NotPetya caused ~$10 bn in damages globally — the largest cyber event on record — and exposed the "war exclusion" loophole in most cyber-insurance policies.

The facts:

  • 27 June 2017 — wiper malware disguised as ransomware spread via the Linkos MeDoc Ukrainian tax-software update channel.
  • Primary intent: Russian state-level action against Ukraine — not a profit motive ("not from experienced cyber operator").
  • Spread: ~2 000 companies / organisations across 65 countries.
  • Headline damages (selected):
    • Merck & Co: ~$870 M (Wired's reported figure was higher; ISACA-cited 2×$300 M)
    • FedEx (TNT subsidiary): ~$300 M
    • Maersk: ~$300 M, full IT recovery 10 days
    • Saint-Gobain: ~€393 M
    • Mondelez: $100 M claim — denied under war exclusion
    • WPP, Reckitt Benckiser, Evraz, Rosneft, Ukraine PowerGrid, Kiev Airport

The insurance lesson — "Mondelez vs.
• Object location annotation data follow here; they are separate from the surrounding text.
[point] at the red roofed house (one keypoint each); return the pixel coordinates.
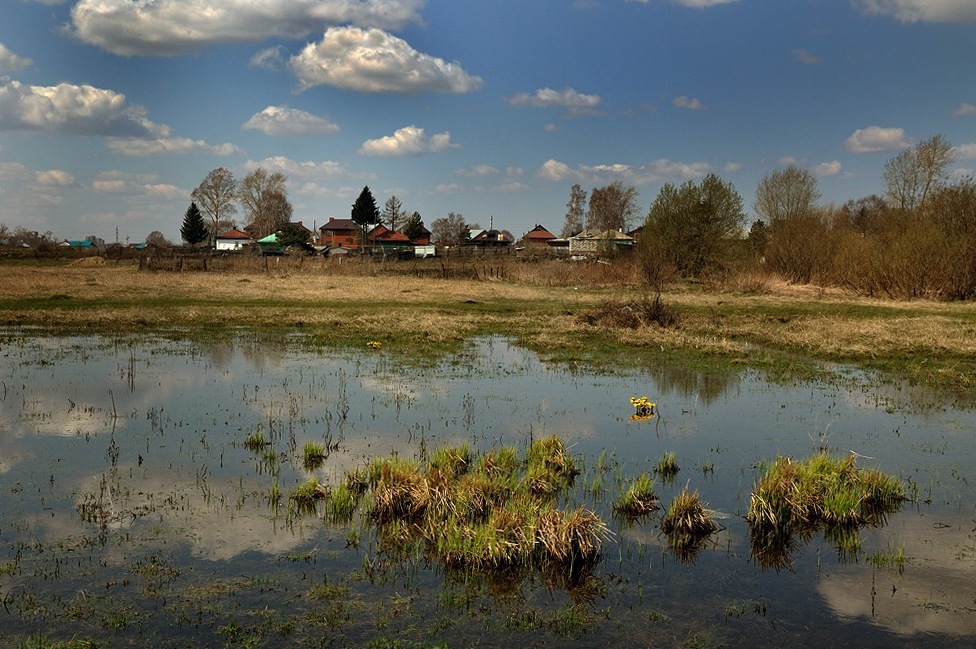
(537, 237)
(340, 233)
(384, 237)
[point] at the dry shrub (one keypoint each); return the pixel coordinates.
(634, 314)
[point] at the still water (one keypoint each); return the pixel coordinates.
(131, 513)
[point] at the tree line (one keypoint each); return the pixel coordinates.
(918, 240)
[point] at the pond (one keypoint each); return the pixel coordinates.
(132, 513)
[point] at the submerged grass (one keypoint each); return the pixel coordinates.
(800, 497)
(493, 511)
(639, 499)
(785, 328)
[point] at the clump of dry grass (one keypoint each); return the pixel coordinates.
(639, 499)
(490, 511)
(633, 314)
(686, 517)
(799, 498)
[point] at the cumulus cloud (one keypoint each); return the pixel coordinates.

Zurich":

  • Mondelez's policy excluded "hostile or warlike action."
  • Zurich invoked it because attribution pointed to a nation-state.
  • The case ran for years and ultimately settled — but the message was clear: cyber insurance you bought may not pay for the very event you bought it against if attribution lands on a state actor.

Why this matters for risk management: Transfer as a strategy is only as good as the policy fine print. Read your exclusions.